Mayor Gina Jones, who tried and failed to stop the city from negotiating a non-binding term sheet with the Spurs to build the new arena and surrounding entertainment zone, has become an opponent of Prop B, hoping to convince voters to do what her colleagues on City Council refused to do.

“I am not — and have not been — against a new Spurs arena,” Jones stated in a Saturday op-ed published in the San Antonio Express-News, yet her opinion piece is headlined, “We can negotiate a better deal for a new Spurs arena.”

Can we? I’ve explained why I think the current deal is a fair deal for city and county taxpayers, and for the Spurs, and I’ve shared my misgivings about what a No vote will signal to other cities eager to induce the Spurs to consider a move. With team ownership now diversified to include billionaire owners who do not live here, that is all but guaranteed to happen. Does San Antonio want to risk a protracted standoff with the Spurs that convinces owners to open the bidding?

Given how much the Spurs have united the city over the decades, and how much they have elevated the city’s international stature, I think it’s tragic that this election has divided the community.

Inner city neighborhoods, which are predominantly home to minority residents, have been historically cheated in San Antonio, and somehow this debate has been twisted into an opportunity to resurface old grudges. A century of economic, racial and ethnic discrimination has been widely acknowledged by new generations of city and county leaders. For many years now, significant infrastructure investments have been made on the city’s Eastside, Westside and Southside. It will take decades more—perhaps longer—n catch-up public investment to give inner city residents safer city streets with sidewalks, lighting and tree canopy. Flood mitigation projects, creek improvements and more remain on the drawing board. 

In that time, tens of thousands of good jobs have been created in the inner city, 19,000 alone at Port San Antonio, thousands more at Toyota and its supply network, at Texas A&M-San Antonio University, and at Brooks.
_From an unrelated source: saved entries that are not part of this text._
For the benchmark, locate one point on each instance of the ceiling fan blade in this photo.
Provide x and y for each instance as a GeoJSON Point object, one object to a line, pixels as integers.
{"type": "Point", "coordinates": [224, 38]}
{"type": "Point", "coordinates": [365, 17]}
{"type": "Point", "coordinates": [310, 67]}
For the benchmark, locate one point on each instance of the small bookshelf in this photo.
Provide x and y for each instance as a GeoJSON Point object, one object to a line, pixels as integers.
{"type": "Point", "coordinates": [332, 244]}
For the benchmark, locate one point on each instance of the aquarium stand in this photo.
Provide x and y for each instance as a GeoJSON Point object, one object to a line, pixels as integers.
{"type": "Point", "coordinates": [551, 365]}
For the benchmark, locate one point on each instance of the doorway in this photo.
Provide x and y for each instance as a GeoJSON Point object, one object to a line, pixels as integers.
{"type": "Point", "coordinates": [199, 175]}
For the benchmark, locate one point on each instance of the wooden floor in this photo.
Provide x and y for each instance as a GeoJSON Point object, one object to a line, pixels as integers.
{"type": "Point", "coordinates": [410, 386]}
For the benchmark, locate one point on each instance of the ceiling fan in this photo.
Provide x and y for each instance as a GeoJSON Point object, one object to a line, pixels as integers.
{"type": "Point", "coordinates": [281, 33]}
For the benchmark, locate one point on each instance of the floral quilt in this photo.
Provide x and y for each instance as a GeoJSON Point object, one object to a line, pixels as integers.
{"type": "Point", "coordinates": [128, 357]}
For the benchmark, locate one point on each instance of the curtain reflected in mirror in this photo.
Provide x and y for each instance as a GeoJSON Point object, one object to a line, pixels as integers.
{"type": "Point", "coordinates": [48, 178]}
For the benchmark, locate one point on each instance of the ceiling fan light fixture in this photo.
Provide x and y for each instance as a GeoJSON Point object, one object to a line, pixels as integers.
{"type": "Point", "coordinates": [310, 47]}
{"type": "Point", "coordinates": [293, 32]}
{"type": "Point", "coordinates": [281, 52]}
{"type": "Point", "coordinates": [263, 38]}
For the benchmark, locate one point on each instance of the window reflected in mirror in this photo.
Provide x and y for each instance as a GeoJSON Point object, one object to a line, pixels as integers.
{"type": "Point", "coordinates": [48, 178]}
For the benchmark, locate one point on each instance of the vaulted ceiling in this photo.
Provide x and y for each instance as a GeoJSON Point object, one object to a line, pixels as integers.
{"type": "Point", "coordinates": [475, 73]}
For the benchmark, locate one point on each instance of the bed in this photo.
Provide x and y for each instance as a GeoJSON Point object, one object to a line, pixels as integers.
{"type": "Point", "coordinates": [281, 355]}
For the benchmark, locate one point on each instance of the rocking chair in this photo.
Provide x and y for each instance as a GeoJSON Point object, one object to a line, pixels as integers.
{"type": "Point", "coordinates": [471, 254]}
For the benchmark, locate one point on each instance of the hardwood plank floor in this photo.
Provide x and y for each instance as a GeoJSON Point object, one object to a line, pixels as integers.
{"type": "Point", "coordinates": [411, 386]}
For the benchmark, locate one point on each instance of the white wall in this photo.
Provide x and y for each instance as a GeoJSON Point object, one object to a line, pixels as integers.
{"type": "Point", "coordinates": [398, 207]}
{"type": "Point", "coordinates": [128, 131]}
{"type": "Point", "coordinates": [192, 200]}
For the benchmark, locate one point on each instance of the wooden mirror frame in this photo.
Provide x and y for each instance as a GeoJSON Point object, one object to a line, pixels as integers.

Velocity TX anchors near-Eastside business development. British heavy machinery manufacturer JCB hosted a media event last week at its new Southside plant, now under construction, with 500 good jobs coming online there in 2026 and many more to follow.

We are a different city today.

Yet it isn’t easy to explain to voters that economic development initiatives supported by state legislators cannot be redirected to neighborhood projects or anti-poverty programs. Construction of a new arena and entertainment zone, followed by another expansion of the Henry B. González Convention Center and a rebuild of the Alamodome, will create a lot of good jobs over the next decade, and the businesses and new residential enclaves that take root in and around a revitalized Hemisfair will provide more jobs and tax dollars.

Improved education outcomes and good job creation are the most effective anti-poverty measures I’ve seen in my lifetime. The best measure to fight poverty in San Antonio would be for state elected officials to improve public schools by paying educators fairly and increasing per capita student spending. Let's not let our unhappiness with low state funding for public education influence our vote on the biggest economic development project in the city's recent history.

Voting Yes to approve Propositions A & B will accomplish a lot for everyone in the city. Early voting starts Monday and runs through Oct. 31. Election Day is Nov. 4. Let’s prove a poll wrong.